(Yicai Global) July 8 -- The world's relative exposure to China has increased in terms of trade, technology, and capital, while China's to the world has gone the other way, according to a new study by the McKinsey Global Institute.
The world's aggregate index rose to 1.2 in 2017 from 0.4 in 2000, while China's declined to 0.6 in 2017 after peaking at 0.9 in 2007, according to the China-World Exposure Index. "This reflects the rebalancing of the Chinese economy toward domestic consumption," its authors wrote.
The relationship between China and the world has undergone structural changes in the medium and long term, MGI Director Jonathan Woetzel noted.

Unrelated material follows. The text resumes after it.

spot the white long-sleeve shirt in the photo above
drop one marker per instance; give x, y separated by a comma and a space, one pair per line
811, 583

China remains a trading power with strong global influence and is contributing about 35 percent of the world's total manufacturing output. However, there is still much room for overseas growth. Overseas revenue accounted for less than 20 percent of the income of Chinese firms listed on the Fortune Global 500, while on the S&P 500 Index such revenue accounted for 44 percent.
The further integration of China and the world's economies could create economic value of between USD22 trillion and USD37 trillion by 2040, equal to between 15 percent to 26 percent of the globe's gross domestic product, according to the report.
The penetration rate of multinational corporations into China's consumer markets far exceeds that of US firms. Multinational firms take up an average market share of 40 percent in 30 commodity categories in China, while US firms take up 26 percent.